Ireland launches sustainable mobility plan to push citizens toward public transport

Ireland launches sustainable mobility plan to push citizens toward public transport

Currently, around 74% of trips in the country are done by car and the government needs to cut that number if they are to reach emissions goals in 2030

Ireland has set itself some pretty ambitious goals when it comes to expanding sustainable mobility around the country. These goals, as well as the action plan, have been outlined in a recently published document, focusing on the 2022-2025 period.

The plan is part of the Department of Transport’s framework to activate key actors in terms of transport and build on that initial push to reach Ireland's benchmark of halving greenhouse gas emissions by 2030. At the same time, authorities want to incentivise citizens to choose public transport instead of cars for their daily commutes.

The car rules in Ireland

According to government data, in 2020, road transport alone accounted for 94% of transport emissions, while private cars remain the mode of transport, as it features in 74% of all journeys nationally.
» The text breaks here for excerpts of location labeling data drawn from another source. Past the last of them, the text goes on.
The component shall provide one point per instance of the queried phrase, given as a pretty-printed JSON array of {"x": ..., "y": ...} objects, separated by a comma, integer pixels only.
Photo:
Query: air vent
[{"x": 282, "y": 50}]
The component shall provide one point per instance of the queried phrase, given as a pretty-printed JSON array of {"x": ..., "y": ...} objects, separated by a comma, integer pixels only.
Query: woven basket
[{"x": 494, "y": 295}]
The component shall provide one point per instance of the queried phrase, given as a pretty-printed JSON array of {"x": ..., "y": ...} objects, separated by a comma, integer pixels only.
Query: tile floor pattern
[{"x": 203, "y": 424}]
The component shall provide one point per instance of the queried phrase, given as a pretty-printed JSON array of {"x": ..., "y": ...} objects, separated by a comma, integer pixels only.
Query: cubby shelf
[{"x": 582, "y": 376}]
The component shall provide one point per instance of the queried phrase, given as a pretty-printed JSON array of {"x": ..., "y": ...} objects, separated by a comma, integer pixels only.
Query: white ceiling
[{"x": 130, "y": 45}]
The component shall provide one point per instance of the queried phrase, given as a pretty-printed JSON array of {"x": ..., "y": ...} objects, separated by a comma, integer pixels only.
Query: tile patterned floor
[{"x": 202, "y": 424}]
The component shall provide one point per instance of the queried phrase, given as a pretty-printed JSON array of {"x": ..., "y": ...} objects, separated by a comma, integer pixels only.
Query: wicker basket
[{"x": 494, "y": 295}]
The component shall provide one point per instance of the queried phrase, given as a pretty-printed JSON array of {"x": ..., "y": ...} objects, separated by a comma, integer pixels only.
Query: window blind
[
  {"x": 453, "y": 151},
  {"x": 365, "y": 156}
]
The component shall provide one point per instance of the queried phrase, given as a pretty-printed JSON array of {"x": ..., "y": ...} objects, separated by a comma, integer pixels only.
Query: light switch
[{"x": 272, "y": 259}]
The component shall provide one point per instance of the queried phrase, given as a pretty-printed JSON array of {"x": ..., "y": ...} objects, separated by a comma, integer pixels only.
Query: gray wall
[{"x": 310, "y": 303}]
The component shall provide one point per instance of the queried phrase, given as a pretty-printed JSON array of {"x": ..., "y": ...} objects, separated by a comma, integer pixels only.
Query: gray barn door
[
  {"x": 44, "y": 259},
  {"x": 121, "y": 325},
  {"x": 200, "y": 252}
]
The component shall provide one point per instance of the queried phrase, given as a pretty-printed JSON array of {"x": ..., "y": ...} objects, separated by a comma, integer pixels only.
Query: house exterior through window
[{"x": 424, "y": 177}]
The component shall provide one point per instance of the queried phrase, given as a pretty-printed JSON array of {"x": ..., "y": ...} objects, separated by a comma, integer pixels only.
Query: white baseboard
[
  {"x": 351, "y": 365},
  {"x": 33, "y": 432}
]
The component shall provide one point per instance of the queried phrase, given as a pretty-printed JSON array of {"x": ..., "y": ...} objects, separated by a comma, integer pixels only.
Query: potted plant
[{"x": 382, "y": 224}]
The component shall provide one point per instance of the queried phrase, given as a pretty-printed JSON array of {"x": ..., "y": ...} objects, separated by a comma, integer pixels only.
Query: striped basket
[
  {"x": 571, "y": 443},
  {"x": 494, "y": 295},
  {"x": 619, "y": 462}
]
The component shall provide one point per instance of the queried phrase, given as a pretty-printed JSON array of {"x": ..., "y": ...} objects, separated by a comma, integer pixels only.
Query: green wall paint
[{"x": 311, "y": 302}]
This compares quite poorly with walking, which accounts for 14%, in addition to 2% for cycling and 7% for commuting by bus.

Although there are regional disparities, these numbers leave little doubt as to what is the main mode of transport in the Republic. And this is what makes providing sustainable alternatives such a priority for climate policy. According to the government, transport is at the heart of Ireland’s decarbonisation efforts.

Thus, to achieve a 51% emissions reduction by 2030, the sustainable mobility plan aims to deliver an additional 500,000 additional daily trips by public transport and a 10% reduction in the number of kilometres driven by fossil-fuelled cars.  

The action plan

Here are key areas on which the action plan focuses to kick off climate efforts in the next three years:

  • Improving the safety of walking, cycling and public transport networks, as well as moving public transport to low emission vehicles and making it easier to switch between modes of transport;
  • Connecting rural Ireland via buses as well as improving rail infrastructure and fare structure;
  • Adopting a transport-orientated approach to housing development to place new housing close to public transport.

Minister of State at the Department of Transport, Hildegarde Naughton, explained in a press release that the benefits of the policy are far from environmental. She added: “There are also health benefits, from increased physical activity and safer roads, societal benefits, from improved connections between our rural, urban and suburban communities, and economic benefits, from reduced traffic congestion and greater access to job opportunities.”